## Goals
 - Take the merged predictions and evaluate the prediction accuracy using the 2 different approaches
 1. Look at the anaphora tags and then cross-reference co-reference labels
 2. Use the co-reference chains directly

In [2]:
import dill
from FindFiles import find_files
from Settings import Settings
from CoRefHelper import EMPTY
from collections import defaultdict
from BrattEssay import ANAPHORA

DATASET = "CoralBleaching" # CoralBleaching | SkinCancer
PARTITION = "Training" # Training | Test

settings = Settings()
root_folder = settings.data_directory + DATASET + "/Thesis_Dataset/"
merged_predictions_folder = root_folder + "CoReference/"

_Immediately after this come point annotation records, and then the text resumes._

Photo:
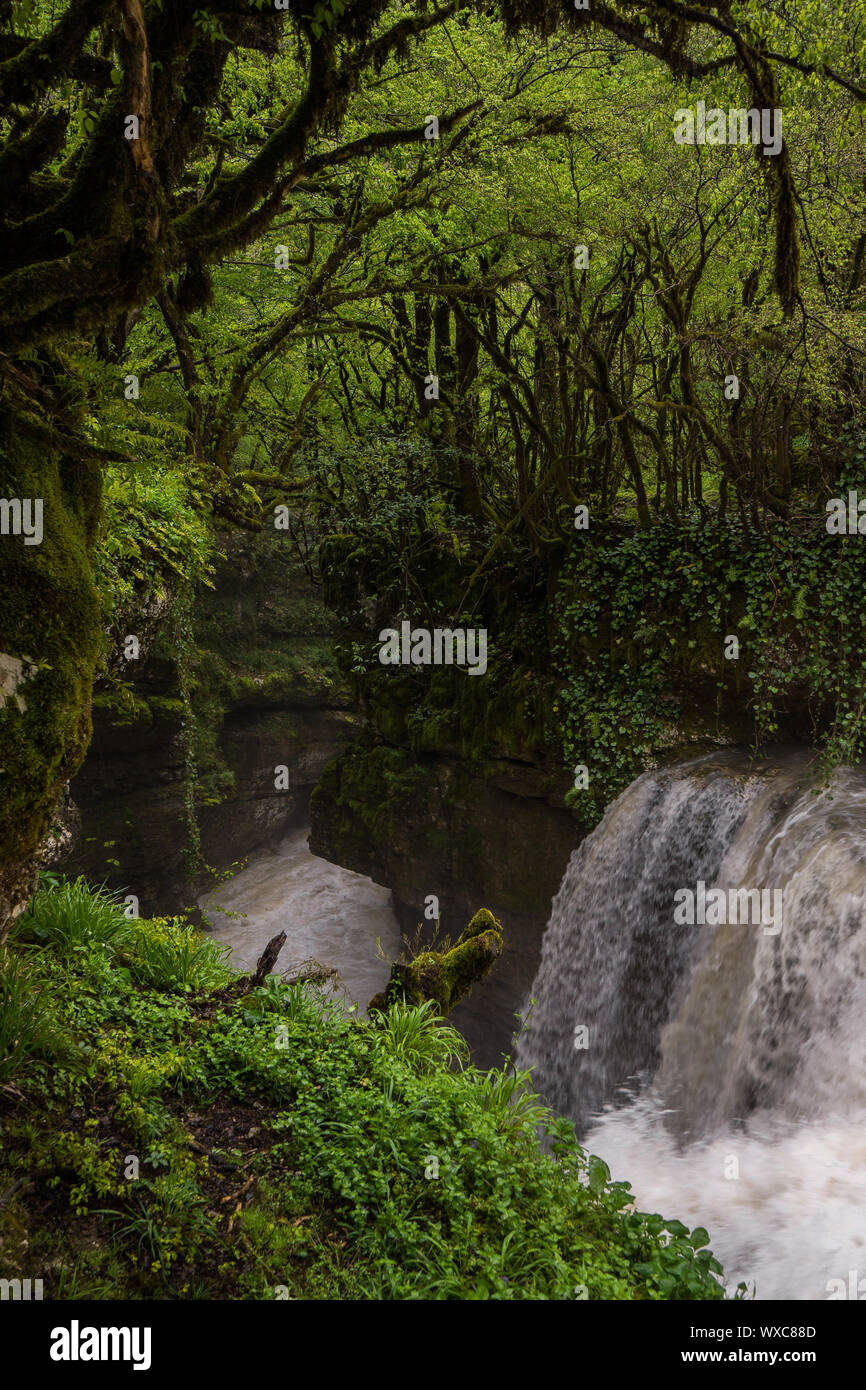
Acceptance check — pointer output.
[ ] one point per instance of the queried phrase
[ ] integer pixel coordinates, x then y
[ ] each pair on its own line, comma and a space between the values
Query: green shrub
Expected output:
168, 954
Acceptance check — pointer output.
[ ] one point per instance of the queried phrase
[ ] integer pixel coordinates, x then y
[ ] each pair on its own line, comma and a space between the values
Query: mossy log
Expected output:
444, 976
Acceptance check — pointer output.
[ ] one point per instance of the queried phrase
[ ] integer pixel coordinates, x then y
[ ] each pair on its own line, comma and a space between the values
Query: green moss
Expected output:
50, 613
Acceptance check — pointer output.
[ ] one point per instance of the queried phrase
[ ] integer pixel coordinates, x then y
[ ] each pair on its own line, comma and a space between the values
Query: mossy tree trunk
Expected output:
50, 637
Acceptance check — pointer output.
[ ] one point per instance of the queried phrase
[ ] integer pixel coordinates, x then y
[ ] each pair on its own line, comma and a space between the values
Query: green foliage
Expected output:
644, 616
71, 916
168, 954
29, 1034
420, 1037
342, 1158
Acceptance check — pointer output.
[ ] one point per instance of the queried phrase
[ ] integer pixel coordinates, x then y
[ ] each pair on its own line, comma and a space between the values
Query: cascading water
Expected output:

Results Dir: /Users/simon.hughes/Google Drive/Phd/Results/
Data Dir:    /Users/simon.hughes/Google Drive/Phd/Data/
Root Dir:    /Users/simon.hughes/GitHub/NlpResearch/
Public Data: /Users/simon.hughes/GitHub/NlpResearch/Data/PublicDatasets/


In [3]:
essay_files = find_files(merged_predictions_folder)
if PARTITION == "Training":
    essay_files = [e for e in essay_files if "train" in e]
assert len(essay_files) == 1
with open(essay_files[0], "rb") as f:
    essays = dill.load(f)
len(essays)

902

In [4]:
essay_files

['/Users/simon.hughes/Google Drive/Phd/Data/CoralBleaching/Thesis_Dataset/CoReference/training_processed.dill']

### Validate the Lengths

In [5]:
for e in essays:    
    # map coref ids to sent_ix, wd_ix tuples
    # now look for ana tags that are also corefs, and cross reference
    for sent_ix in range(len(e.sentences)):
        sent     = e.sentences[sent_ix]
        ana_tags = e.ana_tagged_sentences[sent_ix]
        coref_ids= e.pred_corefids[sent_ix]
        ner_tags = e.pred_ner_tags_sentences[sent_ix]
        pos_tags = e.pred_pos_tags_sentences[sent_ix]
        ptags    = e.pred_tagged_sentences[sent_ix]
        
        assert len(sent) == len(coref_ids)
                
        assert len(sent) == len(ana_tags) == len(coref_ids) == len(ner_tags) == len(pos_tags) == len(ptags),\
            (len(sent), len(ana_tags), len(coref_ids), len(ner_tags), len(pos_tags), len(ptags), e.name, sent_ix)
        assert len(sent) > 0

## Look at the Anaphor Tags

In [117]:
from results_procesor import is_a_regular_code

cc_tally = defaultdict(int)
cr_tally = defaultdict(int)
reg_tally = defaultdict(int)
for e in essays:
    for sent in e.sentences:
        for wd, tags in sent:
            for t in tags:
                if is_a_regular_code(t):
                    reg_tally[t] += 1
                if ANAPHORA in t and "other" not in t:
                    if "->" in t:
                        cr_tally[t] += 1
                    elif "Anaphor:[" in t:
                        cc_tally[t] += 1
sorted(cc_tally.items())

[('Anaphor:[11]', 6),
 ('Anaphor:[12]', 11),
 ('Anaphor:[13]', 31),
 ('Anaphor:[14]', 28),
 ('Anaphor:[1]', 68),
 ('Anaphor:[2]', 9),
 ('Anaphor:[3]', 39),
 ('Anaphor:[4]', 13),
 ('Anaphor:[50]', 44),
 ('Anaphor:[5]', 15),
 ('Anaphor:[5b]', 7),
 ('Anaphor:[6]', 18),
 ('Anaphor:[7]', 55)]

In [11]:
def build_chain(e):
    corefid_2_chain = defaultdict(list)
    for sent_ix in range(len(e.sentences)):
        sent     = e.sentences[sent_ix]
        coref_ids= e.pred_corefids[sent_ix]
        for wd_ix in range(len(sent)):
            wd_coref_ids = coref_ids[wd_ix] # Set[str]
            for cr_id in wd_coref_ids:
                pair = (sent_ix, wd_ix)
                corefid_2_chain[cr_id].append(pair)
    return corefid_2_chain

In [107]:
from processessays import Essay

def get_ana_tagged_essays(essays, format_ana_tags=True):
    ana_tagged_essays = []
    for eix, e in enumerate(essays):

        ana_tagged_e = Essay(e.name, e.sentences)
        ana_tagged_e.pred_tagged_sentences = []
        ana_tagged_essays.append(ana_tagged_e)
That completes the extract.